Main Idea Only. - In the making of the sketch, then, no problem should come in but
that of the expression of the main idea, — no problem of drawing or of manipulation of
color. To get the idea expressed in the most direct immediate inconvenient way, anything
will do to sketch on or with; that which presents the least difficulty is best. The matter of
temperament, of course, comes in largely, and technical facility. That which you can use
most freely, use in your sketching, and keep for other occasions the new means or
medium. Use freely, if you can, black and white for whatever black and white will
express, and pigment for all color effects. Oil for greatest certainty and facility of
correction.
Quick Work. - Make your sketch at one sitting, or you will have something which is
not a sketch. Work long enough, and it may be a study; but more than one sitting makes
it neither one thing nor the other. To say nothing of the fact that the conditions unlikely
to be exactly the same again, you are almost sure on the second working to have lost the
first impression, — the freshness and directness of the purpose which the first impress
gives; and this is the very heart of a sketch. You must never lose sight of what was the
original purpose of it; never forget what it was which first made you want to paint it. No
matter what else you get or do not get, if you lose this you lose all than can give it life or
reality.
The very fact that you have limited yourself to one working makes you concentrate on
that which first caught your attention, and that is what you want to seize.
Over workings and after-paintings will only interfere with the directness and force
with which this is expressed.
Remember that nature is never at rest. You must catch her on the wing, and the more
quickly you do it the more vivid will be the effect.
“Nature is economical. She puts her lights and darks only where she needs them.” Do
the same, and use no more effort than will suffice to express that which is most
important. The rest will come another time.

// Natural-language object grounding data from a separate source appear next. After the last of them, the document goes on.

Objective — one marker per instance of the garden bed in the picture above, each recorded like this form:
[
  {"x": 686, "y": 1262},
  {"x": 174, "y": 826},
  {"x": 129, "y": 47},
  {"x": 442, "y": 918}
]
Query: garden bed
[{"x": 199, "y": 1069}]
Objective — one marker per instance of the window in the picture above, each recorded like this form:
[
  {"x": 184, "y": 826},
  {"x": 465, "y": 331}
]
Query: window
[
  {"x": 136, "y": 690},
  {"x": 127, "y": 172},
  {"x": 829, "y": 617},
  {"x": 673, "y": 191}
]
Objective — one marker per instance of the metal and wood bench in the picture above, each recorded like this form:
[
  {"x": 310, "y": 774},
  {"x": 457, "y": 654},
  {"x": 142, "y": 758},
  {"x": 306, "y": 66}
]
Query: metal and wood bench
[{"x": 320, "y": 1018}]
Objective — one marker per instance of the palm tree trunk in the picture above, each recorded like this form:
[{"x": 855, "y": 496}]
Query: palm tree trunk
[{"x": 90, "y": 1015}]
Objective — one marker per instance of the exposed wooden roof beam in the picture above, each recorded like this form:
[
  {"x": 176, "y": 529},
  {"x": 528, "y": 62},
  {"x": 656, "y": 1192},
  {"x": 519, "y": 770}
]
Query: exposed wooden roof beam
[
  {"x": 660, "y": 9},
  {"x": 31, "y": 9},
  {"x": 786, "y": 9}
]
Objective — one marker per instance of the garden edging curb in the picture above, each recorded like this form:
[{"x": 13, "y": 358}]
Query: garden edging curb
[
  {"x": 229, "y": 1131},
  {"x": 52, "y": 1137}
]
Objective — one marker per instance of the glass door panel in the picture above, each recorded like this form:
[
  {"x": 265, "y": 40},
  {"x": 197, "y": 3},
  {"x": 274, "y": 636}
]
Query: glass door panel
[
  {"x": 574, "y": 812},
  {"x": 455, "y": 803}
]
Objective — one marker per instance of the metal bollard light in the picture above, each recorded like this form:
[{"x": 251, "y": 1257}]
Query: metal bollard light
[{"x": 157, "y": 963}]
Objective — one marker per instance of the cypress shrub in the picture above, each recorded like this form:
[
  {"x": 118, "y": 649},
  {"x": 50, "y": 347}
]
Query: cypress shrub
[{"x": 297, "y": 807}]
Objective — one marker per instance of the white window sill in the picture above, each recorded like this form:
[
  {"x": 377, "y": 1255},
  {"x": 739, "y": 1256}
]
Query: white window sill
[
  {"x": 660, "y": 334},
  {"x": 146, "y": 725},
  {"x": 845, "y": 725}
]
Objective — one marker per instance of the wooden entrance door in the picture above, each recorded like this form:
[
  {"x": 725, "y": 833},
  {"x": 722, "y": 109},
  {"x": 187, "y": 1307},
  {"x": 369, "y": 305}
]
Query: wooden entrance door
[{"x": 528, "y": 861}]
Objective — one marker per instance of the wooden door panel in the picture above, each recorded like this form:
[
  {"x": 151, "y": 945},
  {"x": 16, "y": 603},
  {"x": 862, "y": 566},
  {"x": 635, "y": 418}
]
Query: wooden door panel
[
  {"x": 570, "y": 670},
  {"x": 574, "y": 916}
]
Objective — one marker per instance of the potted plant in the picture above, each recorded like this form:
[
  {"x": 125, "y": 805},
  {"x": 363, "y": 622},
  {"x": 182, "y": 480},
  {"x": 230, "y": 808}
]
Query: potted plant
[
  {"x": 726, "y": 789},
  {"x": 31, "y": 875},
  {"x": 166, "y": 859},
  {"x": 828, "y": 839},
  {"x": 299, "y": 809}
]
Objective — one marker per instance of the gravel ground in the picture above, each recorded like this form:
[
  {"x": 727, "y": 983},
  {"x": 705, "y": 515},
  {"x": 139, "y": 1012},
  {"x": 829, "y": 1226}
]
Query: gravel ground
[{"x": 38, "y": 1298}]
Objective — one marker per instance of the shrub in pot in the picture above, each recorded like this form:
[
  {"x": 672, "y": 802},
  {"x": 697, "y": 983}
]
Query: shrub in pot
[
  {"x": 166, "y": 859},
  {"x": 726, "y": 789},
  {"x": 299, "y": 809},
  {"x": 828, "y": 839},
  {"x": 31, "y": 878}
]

Try to keep things simple. Keep the impression of unity; have the sketch one thing
only.
Express things as they look. As they look to you and at this time. How they seem to
some one else, or seemed at some other time, is not the point. What you know they are
or may be will not help you, but only hinder you in a sketch. The more facts the worse, in
sketching. Remember always what a sketch is for. Don’t be beguiled into trying to make
a picture of it, nor a study of it. Make something sincere and purposeful of it, and have it
as concise, as terse, as direct, and as expressive of one thing as you can.